Descubra como Alan Moore escreveu a mesma narrativa duas vezes.
O protagonista acorda e percebe que todo seu passado é uma mentira, não é o que pensava ser, não vai encontrar o que procurava, não pode voltar ao que era e seu novo mundo o tornou sem esperança e amargo e passará por um processo de aprendizado que vai mudar sua forma de ver o mundo.
Esse é o esqueleto de duas das mais importantes histórias de Alan Moore, os clássicos Miracleman e Monstro do Pântano.
As duas histórias que destacaram o jovem Alan Moore possuem semelhanças narrativas inegáveis. Como já ouvi do sábio Nerdbully, todo escritor possui um método e arrisco dizer que esse foi o que Alan Moore encontrou para contar suas histórias com liberdade.

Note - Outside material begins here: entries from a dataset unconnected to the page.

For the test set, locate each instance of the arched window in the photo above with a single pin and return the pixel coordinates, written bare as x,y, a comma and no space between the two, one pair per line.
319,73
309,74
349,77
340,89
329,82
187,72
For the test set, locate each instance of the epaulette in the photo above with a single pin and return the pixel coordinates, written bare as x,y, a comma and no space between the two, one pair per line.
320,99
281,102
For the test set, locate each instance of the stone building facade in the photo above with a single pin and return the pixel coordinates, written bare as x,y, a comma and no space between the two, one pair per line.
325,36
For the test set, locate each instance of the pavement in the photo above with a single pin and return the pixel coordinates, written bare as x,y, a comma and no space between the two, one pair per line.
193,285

Na verdade, elas divergem apenas devido ao contexto editorial.
Miracleman descobre que suas aventuras anteriores foram criadas em uma simulação, ou seja, aquele mundo perfeito onde o personagem vivia não existe e toda a simplicidade de suas histórias não passam de mentira. O mundo é muito mais cruel e as consequências são duras. Recomendo esse post aqui escrito pelo Velho Quadrinheiro que aborda com mais detalhes essa obra.
Alec Holland descobre que na verdade não é Alec Holland, toda a busca dele por sua humanidade foi destruída, pois descobriu que ele não é mais o homem que lhe concedeu a consciência, ele é apenas a consciência. Toda sua jornada perdeu o sentido. Ele não pode acordar e conseguir restaurar sua forma humana e continuar sendo o cientista Alec Holland.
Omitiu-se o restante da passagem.